Now compare a rigorously controlled study with an *n* = 30 which was drawn with a random sampling mechanism to, say, those surveys that ESPN.com used to run all the time. Those very often get sample sizes in the hundreds of thousands. But the sampling mechanism is a nightmare. They’re voluntary response instruments that are biased in any number of ways: underrepresenting people without internet access, people who aren’t interested in sports, people who go to SI.com instead of ESPN.com, on and on. The value of the 30 person instrument is far higher than that of the ESPN.com data.

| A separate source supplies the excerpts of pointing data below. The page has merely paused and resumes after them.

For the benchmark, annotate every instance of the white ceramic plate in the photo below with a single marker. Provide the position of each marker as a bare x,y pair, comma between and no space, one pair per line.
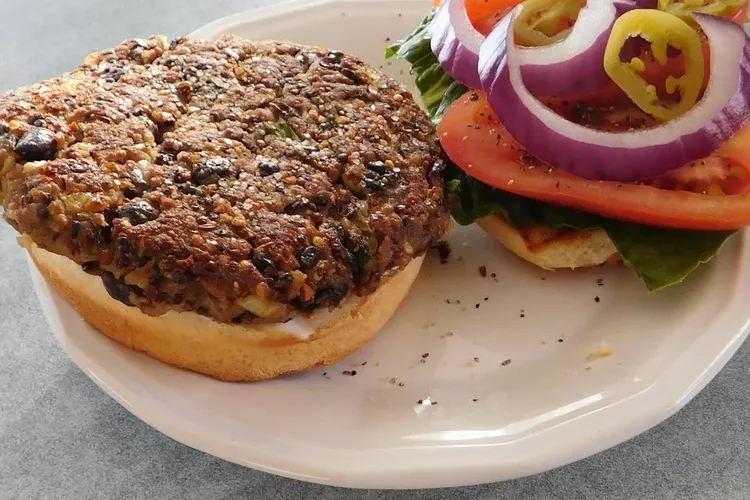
515,366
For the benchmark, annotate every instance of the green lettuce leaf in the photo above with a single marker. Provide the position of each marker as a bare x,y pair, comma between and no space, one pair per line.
437,88
661,257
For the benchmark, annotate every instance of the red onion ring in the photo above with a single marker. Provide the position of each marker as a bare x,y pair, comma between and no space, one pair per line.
626,156
456,42
573,66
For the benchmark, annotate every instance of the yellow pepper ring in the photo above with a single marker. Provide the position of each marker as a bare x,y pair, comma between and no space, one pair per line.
661,30
539,22
684,9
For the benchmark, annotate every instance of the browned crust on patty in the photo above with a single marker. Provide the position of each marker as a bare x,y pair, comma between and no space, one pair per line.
194,175
550,248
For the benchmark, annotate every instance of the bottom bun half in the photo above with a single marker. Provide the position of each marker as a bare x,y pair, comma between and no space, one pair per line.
224,351
549,248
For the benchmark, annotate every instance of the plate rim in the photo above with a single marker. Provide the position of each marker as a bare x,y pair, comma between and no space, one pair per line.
467,464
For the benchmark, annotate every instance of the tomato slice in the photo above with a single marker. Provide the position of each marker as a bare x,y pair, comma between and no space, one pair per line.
709,194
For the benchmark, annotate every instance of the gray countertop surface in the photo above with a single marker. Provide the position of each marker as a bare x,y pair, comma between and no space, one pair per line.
61,437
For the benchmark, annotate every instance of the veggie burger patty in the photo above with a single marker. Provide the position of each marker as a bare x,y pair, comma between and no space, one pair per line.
239,180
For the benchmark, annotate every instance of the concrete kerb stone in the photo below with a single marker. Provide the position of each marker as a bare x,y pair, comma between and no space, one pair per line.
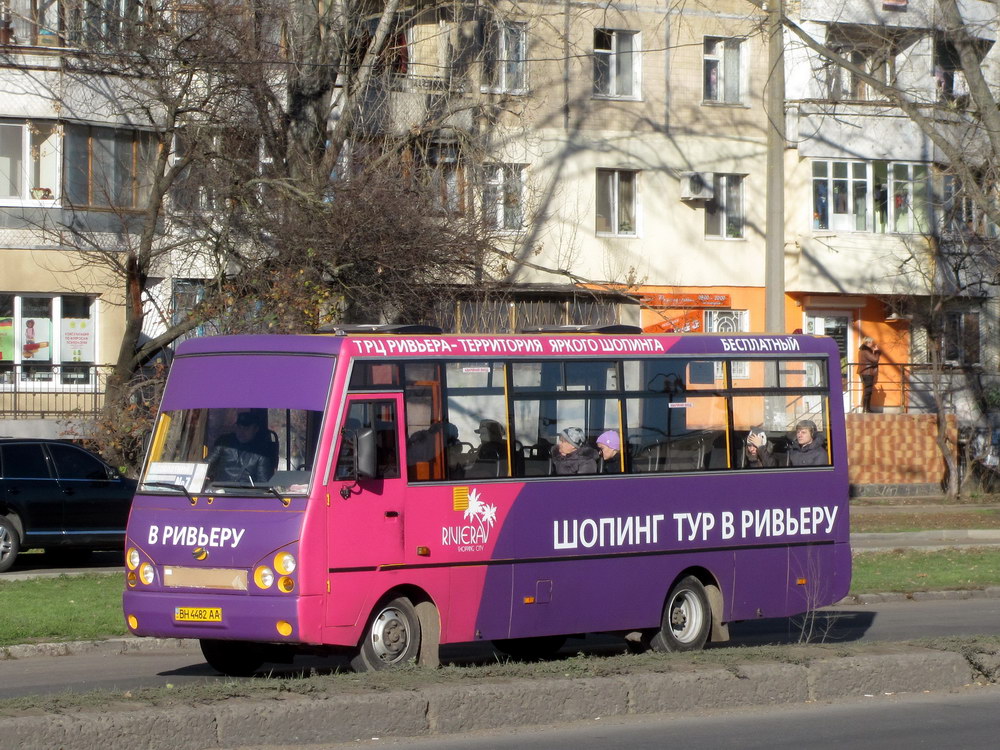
110,646
442,710
875,674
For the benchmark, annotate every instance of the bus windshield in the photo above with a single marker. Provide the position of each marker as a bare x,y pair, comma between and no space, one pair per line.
233,450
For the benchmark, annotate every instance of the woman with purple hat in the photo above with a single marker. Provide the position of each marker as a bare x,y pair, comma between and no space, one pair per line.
609,444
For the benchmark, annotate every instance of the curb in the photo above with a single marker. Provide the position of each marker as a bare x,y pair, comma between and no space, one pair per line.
441,710
131,644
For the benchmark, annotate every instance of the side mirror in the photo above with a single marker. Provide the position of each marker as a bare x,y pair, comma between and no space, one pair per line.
366,453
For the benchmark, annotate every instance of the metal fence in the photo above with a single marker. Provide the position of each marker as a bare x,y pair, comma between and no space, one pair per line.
918,388
38,391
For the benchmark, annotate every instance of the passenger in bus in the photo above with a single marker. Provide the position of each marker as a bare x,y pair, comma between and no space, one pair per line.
242,456
758,453
609,446
492,441
807,448
571,456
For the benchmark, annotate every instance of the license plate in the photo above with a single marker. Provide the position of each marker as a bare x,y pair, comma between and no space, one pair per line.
198,614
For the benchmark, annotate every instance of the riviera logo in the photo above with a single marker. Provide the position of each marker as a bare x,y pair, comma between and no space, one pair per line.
475,534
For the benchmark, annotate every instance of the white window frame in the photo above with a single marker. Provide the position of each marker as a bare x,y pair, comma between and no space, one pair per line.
729,321
30,193
898,195
615,199
721,199
612,55
718,59
503,185
506,45
55,362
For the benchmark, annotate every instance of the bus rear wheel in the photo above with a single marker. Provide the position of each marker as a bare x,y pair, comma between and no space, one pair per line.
391,639
232,658
530,649
687,618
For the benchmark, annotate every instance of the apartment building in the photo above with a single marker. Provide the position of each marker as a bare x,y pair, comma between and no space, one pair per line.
877,232
618,150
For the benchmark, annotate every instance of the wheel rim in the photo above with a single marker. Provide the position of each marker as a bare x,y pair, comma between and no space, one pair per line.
390,635
686,616
6,543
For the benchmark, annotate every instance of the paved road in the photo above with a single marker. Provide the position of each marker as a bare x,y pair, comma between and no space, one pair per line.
889,621
966,719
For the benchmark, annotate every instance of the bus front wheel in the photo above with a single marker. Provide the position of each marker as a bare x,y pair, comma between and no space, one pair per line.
687,618
232,658
391,639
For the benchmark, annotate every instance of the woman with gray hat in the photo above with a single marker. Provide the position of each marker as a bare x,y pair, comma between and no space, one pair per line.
571,456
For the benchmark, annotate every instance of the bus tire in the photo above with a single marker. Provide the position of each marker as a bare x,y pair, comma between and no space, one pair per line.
687,618
530,649
391,638
232,658
10,544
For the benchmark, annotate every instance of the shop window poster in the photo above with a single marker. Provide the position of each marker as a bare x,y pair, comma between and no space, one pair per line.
77,340
35,340
6,339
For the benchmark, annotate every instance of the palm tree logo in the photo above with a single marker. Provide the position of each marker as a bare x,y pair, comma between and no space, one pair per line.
483,513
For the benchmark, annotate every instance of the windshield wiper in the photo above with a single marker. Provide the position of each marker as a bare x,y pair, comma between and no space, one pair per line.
247,486
171,486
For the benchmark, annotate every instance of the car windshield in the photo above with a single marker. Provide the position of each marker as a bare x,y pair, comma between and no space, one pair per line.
246,451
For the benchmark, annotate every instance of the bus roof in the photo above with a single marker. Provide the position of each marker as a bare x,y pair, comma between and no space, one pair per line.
481,346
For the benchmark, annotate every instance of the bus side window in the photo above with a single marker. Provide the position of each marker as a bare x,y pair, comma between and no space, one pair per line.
380,416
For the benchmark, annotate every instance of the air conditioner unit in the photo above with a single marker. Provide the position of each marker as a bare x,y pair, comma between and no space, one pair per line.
696,186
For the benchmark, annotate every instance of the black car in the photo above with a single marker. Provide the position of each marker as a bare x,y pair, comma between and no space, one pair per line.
58,496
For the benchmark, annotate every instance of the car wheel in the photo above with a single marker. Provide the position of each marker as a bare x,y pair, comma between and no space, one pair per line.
686,619
10,544
392,637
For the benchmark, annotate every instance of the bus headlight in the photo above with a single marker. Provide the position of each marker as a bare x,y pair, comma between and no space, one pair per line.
284,563
263,576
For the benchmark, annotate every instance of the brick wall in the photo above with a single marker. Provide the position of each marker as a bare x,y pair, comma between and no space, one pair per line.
896,448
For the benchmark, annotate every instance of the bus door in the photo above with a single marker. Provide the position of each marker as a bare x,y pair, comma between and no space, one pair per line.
365,523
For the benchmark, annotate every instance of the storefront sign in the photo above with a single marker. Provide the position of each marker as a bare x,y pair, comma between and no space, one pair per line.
675,301
687,321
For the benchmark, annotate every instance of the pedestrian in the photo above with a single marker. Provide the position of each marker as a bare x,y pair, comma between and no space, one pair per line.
868,356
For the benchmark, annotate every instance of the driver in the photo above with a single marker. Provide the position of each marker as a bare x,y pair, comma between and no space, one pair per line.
239,456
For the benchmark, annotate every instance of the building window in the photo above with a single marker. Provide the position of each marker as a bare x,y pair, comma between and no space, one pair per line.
949,77
616,63
616,201
724,211
503,196
108,167
883,197
962,215
723,70
729,321
960,343
504,58
846,85
48,337
29,161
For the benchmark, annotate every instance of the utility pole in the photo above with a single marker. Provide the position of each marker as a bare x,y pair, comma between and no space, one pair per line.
774,107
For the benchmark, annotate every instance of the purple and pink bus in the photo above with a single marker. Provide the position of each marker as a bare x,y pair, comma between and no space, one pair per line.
386,493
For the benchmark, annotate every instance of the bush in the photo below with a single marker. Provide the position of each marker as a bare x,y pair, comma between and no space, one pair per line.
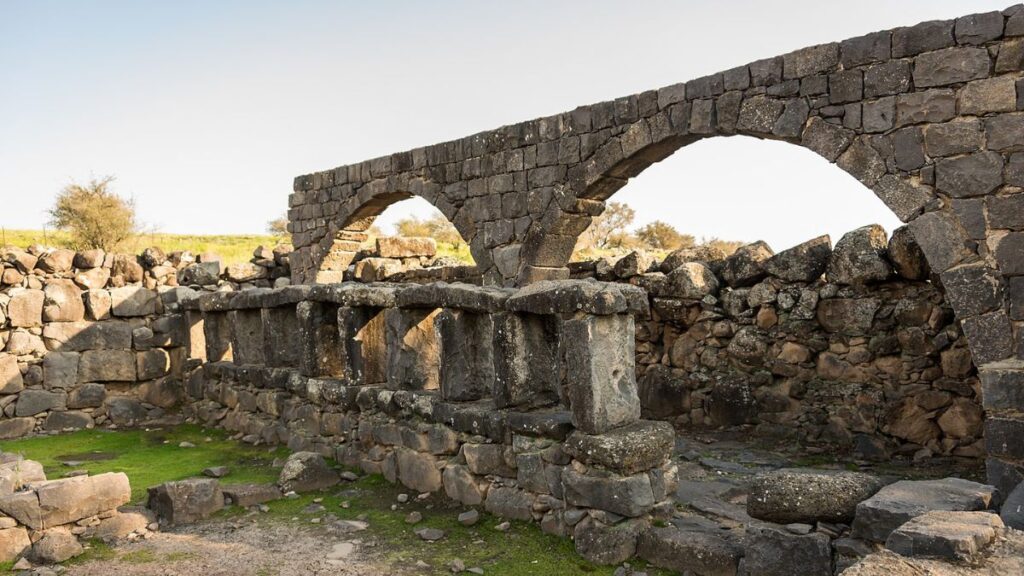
93,215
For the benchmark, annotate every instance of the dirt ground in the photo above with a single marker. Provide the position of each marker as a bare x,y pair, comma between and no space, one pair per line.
240,548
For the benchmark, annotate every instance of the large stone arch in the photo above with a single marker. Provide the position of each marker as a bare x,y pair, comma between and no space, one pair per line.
929,117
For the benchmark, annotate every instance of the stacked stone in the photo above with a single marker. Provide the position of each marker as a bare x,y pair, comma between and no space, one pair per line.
523,402
47,521
77,358
852,347
928,117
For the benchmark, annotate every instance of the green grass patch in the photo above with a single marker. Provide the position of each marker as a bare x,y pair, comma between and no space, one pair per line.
150,457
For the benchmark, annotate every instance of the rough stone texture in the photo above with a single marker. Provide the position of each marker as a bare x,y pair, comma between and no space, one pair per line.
859,257
807,496
771,551
185,501
305,471
897,503
629,449
949,535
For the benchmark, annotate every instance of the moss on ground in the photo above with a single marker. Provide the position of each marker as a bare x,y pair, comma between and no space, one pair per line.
150,457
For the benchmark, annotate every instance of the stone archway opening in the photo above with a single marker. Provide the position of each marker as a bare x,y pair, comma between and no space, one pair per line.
845,343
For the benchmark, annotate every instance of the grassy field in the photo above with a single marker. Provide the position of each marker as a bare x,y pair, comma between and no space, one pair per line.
150,457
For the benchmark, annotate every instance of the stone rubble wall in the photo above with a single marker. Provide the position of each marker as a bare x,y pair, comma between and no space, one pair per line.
852,346
523,402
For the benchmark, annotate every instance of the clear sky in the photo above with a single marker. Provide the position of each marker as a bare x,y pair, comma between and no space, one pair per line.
205,111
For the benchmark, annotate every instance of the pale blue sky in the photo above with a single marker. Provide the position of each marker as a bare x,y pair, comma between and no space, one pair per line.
206,110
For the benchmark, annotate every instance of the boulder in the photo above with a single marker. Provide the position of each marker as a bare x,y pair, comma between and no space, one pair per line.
906,255
690,551
56,261
26,307
10,375
54,502
134,301
804,262
775,551
898,503
712,256
62,301
745,266
185,501
305,471
634,263
804,495
859,257
56,545
692,281
607,545
1012,511
13,542
946,535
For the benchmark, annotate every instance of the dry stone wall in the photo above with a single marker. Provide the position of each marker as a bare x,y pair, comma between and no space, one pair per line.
850,347
928,117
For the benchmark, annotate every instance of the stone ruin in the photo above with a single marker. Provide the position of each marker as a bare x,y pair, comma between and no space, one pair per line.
548,394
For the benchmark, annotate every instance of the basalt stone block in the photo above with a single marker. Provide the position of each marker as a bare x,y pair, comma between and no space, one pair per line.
10,376
282,344
604,544
906,256
947,535
599,371
365,347
455,295
526,366
78,336
696,551
798,495
974,174
625,495
630,449
247,336
185,501
570,296
924,37
413,350
26,307
107,366
859,257
899,502
745,265
62,301
804,262
973,289
467,367
320,339
774,551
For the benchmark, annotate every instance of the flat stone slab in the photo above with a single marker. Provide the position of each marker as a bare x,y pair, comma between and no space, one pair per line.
807,495
945,535
897,503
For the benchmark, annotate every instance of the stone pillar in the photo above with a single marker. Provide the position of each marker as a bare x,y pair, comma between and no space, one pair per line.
413,353
600,376
281,336
247,335
321,344
217,333
364,345
467,359
197,335
526,368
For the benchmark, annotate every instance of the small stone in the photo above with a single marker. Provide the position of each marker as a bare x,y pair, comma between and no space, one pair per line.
469,518
430,534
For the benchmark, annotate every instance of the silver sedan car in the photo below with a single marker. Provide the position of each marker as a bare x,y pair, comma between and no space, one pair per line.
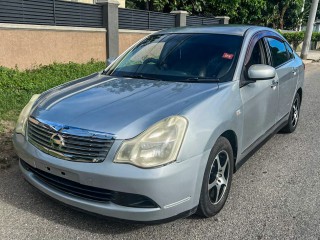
160,132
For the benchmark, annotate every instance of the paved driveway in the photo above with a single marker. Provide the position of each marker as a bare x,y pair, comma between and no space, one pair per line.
275,195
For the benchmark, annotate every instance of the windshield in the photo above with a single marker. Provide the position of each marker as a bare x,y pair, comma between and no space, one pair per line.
181,57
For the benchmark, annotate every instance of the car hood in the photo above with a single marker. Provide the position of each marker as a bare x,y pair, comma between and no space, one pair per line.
120,106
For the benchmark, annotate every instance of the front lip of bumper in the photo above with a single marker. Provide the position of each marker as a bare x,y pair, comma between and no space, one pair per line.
174,188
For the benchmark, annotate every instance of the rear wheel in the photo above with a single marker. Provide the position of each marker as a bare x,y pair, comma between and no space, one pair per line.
294,116
217,179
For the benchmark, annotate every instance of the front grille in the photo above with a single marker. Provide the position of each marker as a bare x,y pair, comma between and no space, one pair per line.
84,147
71,187
88,192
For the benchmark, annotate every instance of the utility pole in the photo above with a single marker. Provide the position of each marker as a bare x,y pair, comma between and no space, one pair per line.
308,34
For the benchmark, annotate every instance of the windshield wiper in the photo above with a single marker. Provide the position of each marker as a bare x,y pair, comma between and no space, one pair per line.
140,76
202,79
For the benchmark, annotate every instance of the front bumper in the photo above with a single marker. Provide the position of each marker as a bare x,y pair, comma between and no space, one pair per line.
175,188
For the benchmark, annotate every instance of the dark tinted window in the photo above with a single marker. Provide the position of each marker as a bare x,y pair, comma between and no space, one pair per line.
182,57
278,51
257,55
290,51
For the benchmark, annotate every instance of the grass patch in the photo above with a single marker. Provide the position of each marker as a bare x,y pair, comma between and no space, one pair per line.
17,87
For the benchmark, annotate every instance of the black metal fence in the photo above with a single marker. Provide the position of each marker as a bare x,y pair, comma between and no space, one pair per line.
50,12
62,13
145,20
196,20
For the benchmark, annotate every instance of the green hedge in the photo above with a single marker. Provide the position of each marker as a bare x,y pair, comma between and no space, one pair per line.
295,38
17,87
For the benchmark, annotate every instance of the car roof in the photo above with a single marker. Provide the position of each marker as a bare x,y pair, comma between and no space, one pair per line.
238,30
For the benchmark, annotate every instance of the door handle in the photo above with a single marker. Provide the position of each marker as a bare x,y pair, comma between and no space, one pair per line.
274,84
294,71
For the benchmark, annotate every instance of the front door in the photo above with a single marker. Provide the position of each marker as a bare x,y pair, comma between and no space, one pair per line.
259,99
283,60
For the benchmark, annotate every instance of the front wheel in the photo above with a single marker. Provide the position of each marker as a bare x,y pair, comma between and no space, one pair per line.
294,116
217,179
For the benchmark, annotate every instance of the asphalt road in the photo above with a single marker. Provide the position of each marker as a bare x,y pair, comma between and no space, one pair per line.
275,195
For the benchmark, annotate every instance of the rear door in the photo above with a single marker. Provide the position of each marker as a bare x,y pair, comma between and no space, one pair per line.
283,61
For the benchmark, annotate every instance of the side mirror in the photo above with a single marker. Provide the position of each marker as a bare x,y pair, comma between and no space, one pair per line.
110,61
261,72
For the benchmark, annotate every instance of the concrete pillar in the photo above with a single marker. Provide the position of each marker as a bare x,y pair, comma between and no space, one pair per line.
181,18
111,22
223,19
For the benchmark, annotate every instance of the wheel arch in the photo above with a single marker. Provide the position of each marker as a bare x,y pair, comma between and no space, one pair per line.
300,94
231,136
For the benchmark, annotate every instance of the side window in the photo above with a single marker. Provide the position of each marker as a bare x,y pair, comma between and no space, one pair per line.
258,55
278,51
290,51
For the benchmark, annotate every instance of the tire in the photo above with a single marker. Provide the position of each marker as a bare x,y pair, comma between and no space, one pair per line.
294,116
220,159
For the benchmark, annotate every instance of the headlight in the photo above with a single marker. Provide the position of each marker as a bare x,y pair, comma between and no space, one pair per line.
158,145
22,120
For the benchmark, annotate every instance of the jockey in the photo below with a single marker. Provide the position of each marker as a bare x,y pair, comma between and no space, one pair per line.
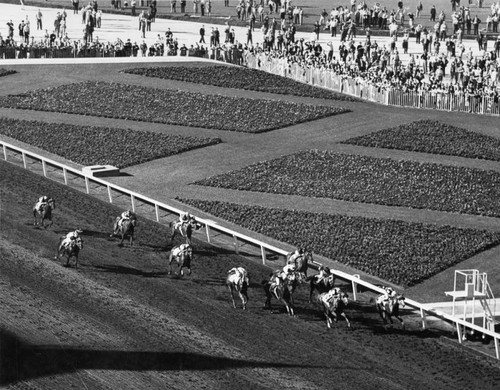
324,272
299,252
124,216
239,273
42,201
389,293
184,217
70,237
180,250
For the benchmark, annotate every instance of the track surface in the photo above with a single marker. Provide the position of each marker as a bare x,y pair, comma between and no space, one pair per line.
120,321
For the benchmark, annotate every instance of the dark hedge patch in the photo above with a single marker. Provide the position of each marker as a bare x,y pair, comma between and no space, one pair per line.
430,136
130,102
324,174
239,78
6,72
400,252
90,145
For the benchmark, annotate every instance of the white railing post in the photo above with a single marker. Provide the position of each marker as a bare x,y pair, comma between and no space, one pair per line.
355,287
132,200
235,243
207,230
263,254
424,318
87,184
157,212
109,195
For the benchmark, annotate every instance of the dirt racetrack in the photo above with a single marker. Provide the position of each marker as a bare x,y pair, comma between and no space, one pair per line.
120,322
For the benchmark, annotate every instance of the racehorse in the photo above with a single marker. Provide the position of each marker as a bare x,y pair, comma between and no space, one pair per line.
388,307
301,263
321,283
182,255
71,250
334,303
44,213
127,227
282,290
237,280
185,229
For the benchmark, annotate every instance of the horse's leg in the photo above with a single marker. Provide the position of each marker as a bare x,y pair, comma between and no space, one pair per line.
230,286
243,300
170,258
267,290
311,290
347,319
326,310
400,320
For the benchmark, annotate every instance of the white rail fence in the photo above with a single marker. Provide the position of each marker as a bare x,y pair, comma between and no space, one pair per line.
12,151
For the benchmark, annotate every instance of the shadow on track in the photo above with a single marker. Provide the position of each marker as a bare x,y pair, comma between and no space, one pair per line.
20,361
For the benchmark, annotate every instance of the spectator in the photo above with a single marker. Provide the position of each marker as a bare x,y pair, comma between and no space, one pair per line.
39,20
433,13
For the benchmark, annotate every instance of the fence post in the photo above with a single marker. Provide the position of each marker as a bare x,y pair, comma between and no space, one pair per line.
355,287
132,200
207,230
44,167
109,194
263,253
235,242
424,318
157,212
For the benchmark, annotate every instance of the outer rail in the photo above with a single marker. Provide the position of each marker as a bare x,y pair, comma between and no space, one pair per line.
355,280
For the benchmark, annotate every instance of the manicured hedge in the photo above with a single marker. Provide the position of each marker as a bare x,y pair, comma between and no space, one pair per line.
239,78
400,252
90,145
131,102
5,72
435,137
325,174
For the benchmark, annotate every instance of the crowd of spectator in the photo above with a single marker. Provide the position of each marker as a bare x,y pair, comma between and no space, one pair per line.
442,65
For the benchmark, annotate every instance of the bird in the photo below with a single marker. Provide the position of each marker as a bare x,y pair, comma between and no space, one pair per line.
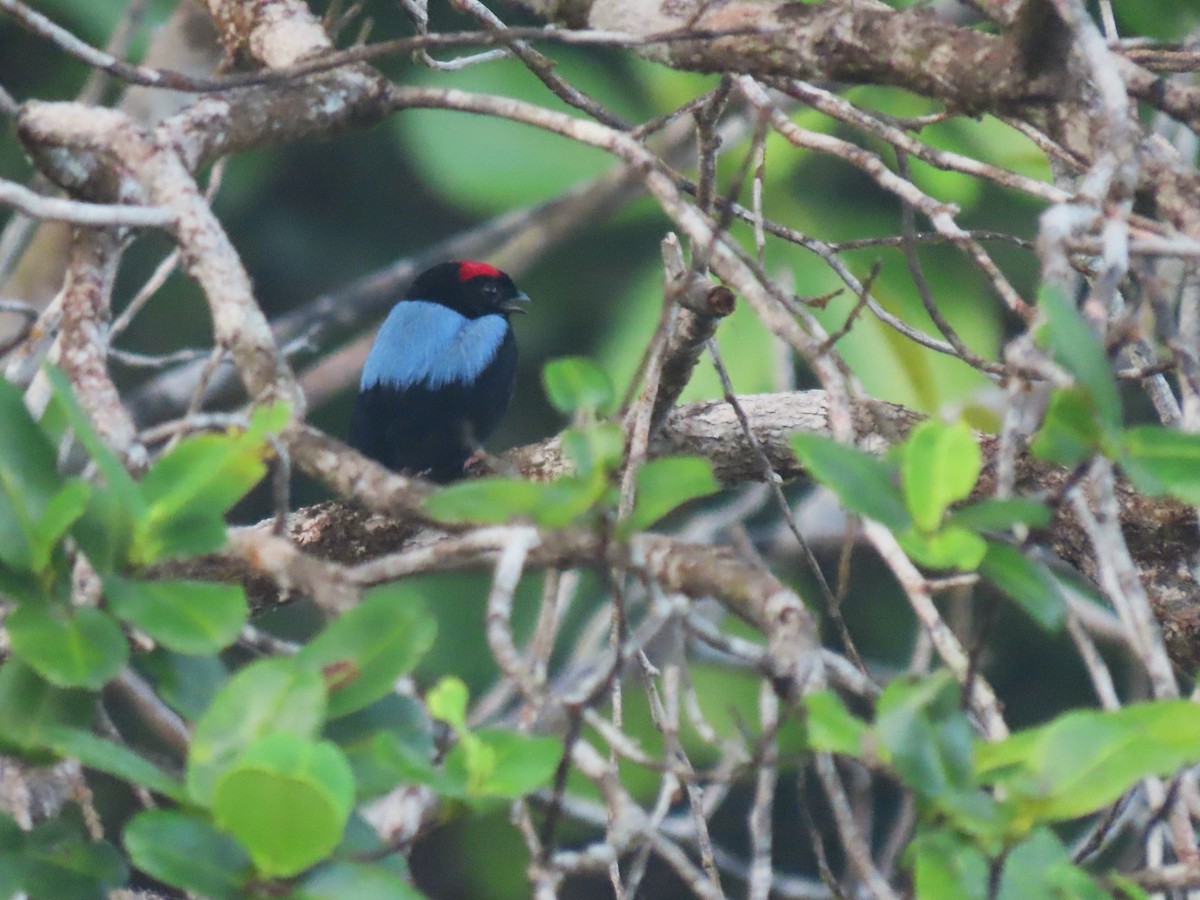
441,372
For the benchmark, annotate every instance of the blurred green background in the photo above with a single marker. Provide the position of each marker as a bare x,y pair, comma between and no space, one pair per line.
313,216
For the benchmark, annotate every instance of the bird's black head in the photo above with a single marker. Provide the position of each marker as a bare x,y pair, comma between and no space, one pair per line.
469,288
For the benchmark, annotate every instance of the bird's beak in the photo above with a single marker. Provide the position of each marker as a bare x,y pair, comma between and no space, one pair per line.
515,304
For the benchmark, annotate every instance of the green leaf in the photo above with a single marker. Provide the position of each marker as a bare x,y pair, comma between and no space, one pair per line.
197,617
575,384
366,649
940,466
952,547
925,735
829,726
519,763
1041,867
946,865
447,701
864,484
189,489
115,760
1027,582
1077,347
63,510
30,707
665,484
287,799
186,852
1069,432
1161,461
568,498
486,499
372,737
78,647
1084,760
105,531
994,515
337,881
267,697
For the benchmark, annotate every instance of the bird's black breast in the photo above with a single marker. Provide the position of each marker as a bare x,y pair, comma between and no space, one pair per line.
435,430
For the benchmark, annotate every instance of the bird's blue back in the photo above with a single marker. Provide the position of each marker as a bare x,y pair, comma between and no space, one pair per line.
430,345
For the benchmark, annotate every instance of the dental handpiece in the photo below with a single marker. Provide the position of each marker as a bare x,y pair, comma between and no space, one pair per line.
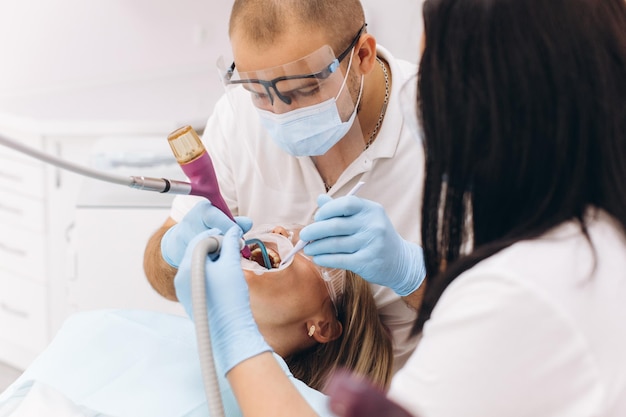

The sampling mechanism makes the sample size irrelevant.

Sample size does matter, but in common discussions of statistics, its importance is misunderstood, and the value of increasing sample size declines as *n *grows.

2. For any reasonable definition of a sample,** population size relative to sample size is irrelevant for the statistical precision of findings**.

A 1,000 person sample, if drawn with some sort of rigorous random sampling mechanism, is exactly as descriptive and predictive when drawn randomly from the ~570,000 person population of Wyoming as it is when drawn randomly from the ~315 million person population of the United States. (If intended as samples of people in Wyoming and people in the United States respectively, of course.)

I have found this one very hard to wrap my mind around, but it’s the case. The formulas for margin of error, confidence intervals, and the like do not involve any reference to the size of the total population. You can think about it this way: each time you pull a sample at random from some population, the odds of your sample being unlike the population goes down regardless of the size of that population. The mistake lies in thinking that the point of increasing sample size lies in making it closer in proportion to population. In reality, the point is just to increase the number of attempts in order to reduce the possibility that previous attempts produced statistically unlikely results. Even if you had an infinite population, every time you draw a sample from that population you would be decreasing the chance that you’re randomly pulling an unrepresentative sample.

The essential caveat lies in “for any reasonable definition of a sample.” Yes, testing 900 out of a population of 1000 is more accurate than testing 900 out of a population of 1,000,000. But nobody would ever call 90% of a population a sample. You see different thresholds for where a sample begins and ends; some people say that anything larger than 1/100th of the total population is no longer a sample, but it varies. The point holds: when we’re dealing with real-world samples, where the population we care about is vastly larger than any reasonable sample size, the population size is irrelevant to the calculation error in our statistical inferences. This one is quite counterintuitive and took me a long time to really grasp.